Chlamydia psittaci is an agent that causes ornithosis or psittacosis, which can infect homing and wild birds, mammalian animals and humans. Since this disease is an important zoonosis that is fatal and distributed worldwide, it is important to know its occurrence. This study aimed to survey the seropositivity of Chlamydia psittaci in three psittacine collections in three zoos in Portugal. In this study, 112 blood samples of the psittacine belonging to Order Psitaciformes (encompassing 31 species from 14 genera) were used. These samples were tested using a commercial ELISA kit (Immunocomb®, Biogal). The serological examination of psittacine samples using ELISA showed that 54 were positive (48.2%; 95% confidence interval, CI: 39.0-57.4%). The genus Ara exhibited significantly higher seropositivity than other genera (P<0.05).

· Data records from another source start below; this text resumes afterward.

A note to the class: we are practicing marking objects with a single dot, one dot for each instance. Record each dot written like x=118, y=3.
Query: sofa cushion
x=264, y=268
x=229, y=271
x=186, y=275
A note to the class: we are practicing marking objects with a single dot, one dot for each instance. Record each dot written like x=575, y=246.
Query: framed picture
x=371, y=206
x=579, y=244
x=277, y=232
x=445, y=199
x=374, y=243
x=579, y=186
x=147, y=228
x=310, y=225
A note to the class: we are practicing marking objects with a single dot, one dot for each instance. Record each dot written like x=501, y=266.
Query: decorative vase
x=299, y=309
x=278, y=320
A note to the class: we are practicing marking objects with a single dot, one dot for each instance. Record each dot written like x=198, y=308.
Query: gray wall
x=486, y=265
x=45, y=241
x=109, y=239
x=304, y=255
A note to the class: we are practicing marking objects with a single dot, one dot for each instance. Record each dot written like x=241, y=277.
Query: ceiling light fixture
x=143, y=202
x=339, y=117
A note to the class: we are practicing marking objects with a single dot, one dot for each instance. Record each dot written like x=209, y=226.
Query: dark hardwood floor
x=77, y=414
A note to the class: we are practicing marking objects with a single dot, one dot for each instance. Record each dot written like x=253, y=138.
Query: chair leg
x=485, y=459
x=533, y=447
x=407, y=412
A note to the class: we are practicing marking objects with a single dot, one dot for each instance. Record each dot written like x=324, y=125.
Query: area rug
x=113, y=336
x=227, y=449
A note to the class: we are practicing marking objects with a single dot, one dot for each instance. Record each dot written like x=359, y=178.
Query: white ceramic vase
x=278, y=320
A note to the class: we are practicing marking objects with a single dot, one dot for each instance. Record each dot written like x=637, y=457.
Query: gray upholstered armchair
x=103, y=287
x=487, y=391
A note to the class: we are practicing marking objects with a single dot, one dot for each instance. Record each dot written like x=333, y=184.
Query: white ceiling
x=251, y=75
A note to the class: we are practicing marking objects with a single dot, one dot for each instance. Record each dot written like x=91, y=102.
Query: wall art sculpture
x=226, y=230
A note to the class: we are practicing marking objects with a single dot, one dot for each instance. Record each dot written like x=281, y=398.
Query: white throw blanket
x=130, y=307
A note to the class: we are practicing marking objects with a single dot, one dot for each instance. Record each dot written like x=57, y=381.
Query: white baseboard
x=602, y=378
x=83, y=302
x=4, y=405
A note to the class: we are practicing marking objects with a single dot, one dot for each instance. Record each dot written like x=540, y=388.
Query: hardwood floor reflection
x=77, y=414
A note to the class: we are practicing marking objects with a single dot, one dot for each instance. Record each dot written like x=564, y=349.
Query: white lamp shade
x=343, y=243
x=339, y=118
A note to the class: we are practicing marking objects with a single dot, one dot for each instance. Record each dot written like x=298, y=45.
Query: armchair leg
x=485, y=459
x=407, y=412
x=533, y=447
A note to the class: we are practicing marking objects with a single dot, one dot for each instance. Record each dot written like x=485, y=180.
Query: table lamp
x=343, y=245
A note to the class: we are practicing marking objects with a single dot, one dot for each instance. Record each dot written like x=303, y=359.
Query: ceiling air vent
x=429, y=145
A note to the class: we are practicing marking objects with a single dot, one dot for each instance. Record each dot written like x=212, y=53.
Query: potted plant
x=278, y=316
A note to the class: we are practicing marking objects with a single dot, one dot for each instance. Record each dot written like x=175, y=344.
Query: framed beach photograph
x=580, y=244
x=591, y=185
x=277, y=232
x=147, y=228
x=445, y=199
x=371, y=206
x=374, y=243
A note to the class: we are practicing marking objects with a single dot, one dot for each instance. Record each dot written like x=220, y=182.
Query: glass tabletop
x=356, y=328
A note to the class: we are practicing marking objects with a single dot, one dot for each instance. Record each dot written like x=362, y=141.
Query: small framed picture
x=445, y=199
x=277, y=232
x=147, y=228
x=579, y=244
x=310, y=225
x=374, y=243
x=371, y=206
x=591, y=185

Based on the serological data from this study, we demonstrate that antibodies against Chlamydia psittaci are circulating in the blood of these tested animals. Since psittacosis is a public health concern, zoonotic issues of these results should be considered.
Key words: seropositivity; Chlamydia psittaci; psittacines; Portugal
Chlamydia psittaci is part of the genus Chlamydophila (Everett et al., 1999).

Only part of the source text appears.